The number of TV sets connected to the Internet will reach 551 million by 2016 for the 40 countries covered in a new report from Digital TV Research (DTVR), up from 124 million at end-2010. According to the Connected TV Forecasts report, this translates to 20 per cent of global TV sets by 2016, up from only six per cent at end-2010.
Despite this rapid growth, only 8.9 per cent of global TV sets will be connected to the Internet by 2016. However, this is up from a mere 1.4 per cent at end-2010. Proportions will vary considerably from one country to the next, with South Korea the market leader in 2016 (boasting 15 per cent penetration).
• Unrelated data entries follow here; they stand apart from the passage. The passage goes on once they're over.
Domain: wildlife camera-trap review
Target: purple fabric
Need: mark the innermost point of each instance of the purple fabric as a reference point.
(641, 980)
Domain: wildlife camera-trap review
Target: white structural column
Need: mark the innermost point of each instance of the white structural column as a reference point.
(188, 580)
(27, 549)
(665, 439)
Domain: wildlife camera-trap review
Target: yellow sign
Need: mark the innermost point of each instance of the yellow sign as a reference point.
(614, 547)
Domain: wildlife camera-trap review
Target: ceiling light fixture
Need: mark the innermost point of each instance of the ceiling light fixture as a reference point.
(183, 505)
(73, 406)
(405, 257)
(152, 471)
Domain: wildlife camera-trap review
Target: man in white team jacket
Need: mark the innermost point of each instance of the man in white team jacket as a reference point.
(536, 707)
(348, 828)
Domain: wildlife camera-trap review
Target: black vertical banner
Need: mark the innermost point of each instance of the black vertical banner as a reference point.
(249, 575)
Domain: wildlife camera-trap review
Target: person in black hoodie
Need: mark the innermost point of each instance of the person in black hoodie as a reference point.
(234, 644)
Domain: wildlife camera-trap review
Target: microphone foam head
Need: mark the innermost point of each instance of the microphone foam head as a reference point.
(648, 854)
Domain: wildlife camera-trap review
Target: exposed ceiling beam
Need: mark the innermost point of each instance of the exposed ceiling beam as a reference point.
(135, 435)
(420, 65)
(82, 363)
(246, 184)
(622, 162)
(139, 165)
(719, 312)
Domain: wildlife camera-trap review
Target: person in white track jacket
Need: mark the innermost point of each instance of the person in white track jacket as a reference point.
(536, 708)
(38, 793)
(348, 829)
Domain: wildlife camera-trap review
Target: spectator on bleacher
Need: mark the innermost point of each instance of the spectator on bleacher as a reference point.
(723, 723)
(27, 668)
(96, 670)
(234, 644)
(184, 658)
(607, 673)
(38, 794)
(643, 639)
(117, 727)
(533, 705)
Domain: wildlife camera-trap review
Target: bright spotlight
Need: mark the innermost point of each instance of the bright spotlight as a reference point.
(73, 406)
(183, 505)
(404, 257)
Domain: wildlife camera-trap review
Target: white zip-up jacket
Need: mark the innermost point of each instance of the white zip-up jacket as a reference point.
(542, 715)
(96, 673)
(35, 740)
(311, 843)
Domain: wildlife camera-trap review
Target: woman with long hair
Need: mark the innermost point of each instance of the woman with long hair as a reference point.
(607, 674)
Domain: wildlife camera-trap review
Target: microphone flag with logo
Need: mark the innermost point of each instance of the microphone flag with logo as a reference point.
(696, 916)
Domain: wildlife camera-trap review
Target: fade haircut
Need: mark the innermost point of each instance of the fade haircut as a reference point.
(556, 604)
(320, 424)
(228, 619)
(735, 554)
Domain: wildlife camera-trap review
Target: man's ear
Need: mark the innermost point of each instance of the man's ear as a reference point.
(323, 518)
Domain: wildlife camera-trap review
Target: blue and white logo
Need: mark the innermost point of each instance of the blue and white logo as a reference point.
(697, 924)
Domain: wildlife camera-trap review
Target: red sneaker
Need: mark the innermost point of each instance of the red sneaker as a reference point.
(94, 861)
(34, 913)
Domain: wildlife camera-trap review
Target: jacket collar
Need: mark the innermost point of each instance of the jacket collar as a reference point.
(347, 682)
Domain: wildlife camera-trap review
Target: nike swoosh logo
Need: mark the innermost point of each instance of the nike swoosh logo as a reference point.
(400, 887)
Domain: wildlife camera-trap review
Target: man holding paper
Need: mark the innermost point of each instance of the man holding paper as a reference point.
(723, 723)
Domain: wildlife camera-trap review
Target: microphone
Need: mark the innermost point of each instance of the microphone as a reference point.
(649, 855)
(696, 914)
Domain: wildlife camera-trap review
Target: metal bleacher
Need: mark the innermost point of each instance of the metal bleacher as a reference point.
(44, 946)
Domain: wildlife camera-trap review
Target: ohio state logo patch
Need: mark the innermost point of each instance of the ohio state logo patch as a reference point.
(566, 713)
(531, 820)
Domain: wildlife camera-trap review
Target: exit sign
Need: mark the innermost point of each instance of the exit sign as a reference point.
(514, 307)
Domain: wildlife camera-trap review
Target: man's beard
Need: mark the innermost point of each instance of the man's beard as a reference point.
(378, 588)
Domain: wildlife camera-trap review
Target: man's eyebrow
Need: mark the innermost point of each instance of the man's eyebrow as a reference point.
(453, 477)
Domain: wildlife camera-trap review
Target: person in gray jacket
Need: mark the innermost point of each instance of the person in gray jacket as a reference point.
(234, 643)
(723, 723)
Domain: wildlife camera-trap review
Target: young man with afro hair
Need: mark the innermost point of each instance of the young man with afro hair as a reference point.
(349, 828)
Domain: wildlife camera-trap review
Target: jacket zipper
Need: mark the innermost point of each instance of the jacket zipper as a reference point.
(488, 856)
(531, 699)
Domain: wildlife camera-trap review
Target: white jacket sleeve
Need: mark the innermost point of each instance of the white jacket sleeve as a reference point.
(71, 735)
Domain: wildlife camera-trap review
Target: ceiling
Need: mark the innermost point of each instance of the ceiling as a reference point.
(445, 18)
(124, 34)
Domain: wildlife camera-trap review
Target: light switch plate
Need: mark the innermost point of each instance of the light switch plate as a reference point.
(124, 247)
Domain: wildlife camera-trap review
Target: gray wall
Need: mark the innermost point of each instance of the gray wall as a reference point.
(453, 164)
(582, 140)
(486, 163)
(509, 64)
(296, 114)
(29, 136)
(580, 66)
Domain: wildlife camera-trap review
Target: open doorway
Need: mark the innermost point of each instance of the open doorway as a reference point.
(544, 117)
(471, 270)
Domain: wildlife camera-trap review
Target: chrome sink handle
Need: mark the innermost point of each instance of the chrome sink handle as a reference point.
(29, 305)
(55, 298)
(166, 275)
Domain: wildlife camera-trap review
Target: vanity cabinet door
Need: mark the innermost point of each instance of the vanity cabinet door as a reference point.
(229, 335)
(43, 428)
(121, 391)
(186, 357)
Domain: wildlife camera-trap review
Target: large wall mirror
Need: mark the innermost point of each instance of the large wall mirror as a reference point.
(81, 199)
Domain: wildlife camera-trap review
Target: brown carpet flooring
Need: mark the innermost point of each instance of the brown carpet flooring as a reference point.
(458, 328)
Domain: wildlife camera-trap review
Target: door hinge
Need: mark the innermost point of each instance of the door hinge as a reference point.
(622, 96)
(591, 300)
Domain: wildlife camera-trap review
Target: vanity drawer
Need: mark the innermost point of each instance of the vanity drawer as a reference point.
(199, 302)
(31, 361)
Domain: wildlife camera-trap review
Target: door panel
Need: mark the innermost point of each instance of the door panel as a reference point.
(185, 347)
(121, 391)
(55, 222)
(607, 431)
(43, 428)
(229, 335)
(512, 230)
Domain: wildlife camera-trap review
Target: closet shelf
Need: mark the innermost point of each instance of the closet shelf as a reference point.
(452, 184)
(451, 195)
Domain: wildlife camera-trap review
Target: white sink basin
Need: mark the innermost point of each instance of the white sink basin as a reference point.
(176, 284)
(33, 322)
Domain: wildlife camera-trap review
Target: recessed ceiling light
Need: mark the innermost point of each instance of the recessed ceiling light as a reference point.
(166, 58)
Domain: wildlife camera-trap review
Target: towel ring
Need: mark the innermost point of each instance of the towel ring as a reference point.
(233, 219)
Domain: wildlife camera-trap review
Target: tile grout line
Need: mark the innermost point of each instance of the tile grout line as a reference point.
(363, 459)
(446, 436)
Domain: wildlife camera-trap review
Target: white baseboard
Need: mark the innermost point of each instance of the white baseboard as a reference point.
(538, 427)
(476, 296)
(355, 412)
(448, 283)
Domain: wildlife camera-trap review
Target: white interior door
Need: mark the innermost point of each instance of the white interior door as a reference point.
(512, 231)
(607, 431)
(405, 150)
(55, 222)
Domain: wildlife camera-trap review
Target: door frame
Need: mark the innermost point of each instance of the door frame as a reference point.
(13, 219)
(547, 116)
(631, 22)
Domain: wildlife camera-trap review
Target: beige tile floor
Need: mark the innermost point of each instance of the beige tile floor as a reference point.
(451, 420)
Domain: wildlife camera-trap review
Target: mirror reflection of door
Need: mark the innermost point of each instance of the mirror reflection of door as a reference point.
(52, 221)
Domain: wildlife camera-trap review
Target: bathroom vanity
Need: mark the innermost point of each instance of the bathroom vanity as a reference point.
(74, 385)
The gross proportion of TV households with a connected set will be 43 per cent by 2016, up from 11 per cent in 2010. According to report author Simon Murray, these are gross figures, as it is possible that one TV household can have several sets connected to the Internet. “For example, a TV household could own a connected TV set, and may also have a connected fixed games console. This report identifies five different ways by which a set can be connected to the Internet – and one form of connection does not exclude the other forms,” he explains.
Noting that there are several ways by which a TV set can be connected to the Internet, DTVR advises that the most popular at present is via the fixed games console (Wii, PlayStation 3 and Xbox), which accounted for 79 million of the end-2010 total.
However, sales of connected TV sets (with a built-in Ethernet connection and, increasingly, widgets/applications) are taking off, especially as retail prices are beginning to fall. Soon most sets on sale will have the ability to connect to the Internet (though not all homes buying these sets will hook up to the Internet).
There were 31 million installed connected TV sets by end-2010, with DTV predicting this number will rocket to 244 million by 2016. The number of connected TV sets will exceed the number of connected games consoles by end-2012. Nearly a fifth of TV households will have a connected TV set by 2016, up from only 2.6 per cent at end-2010.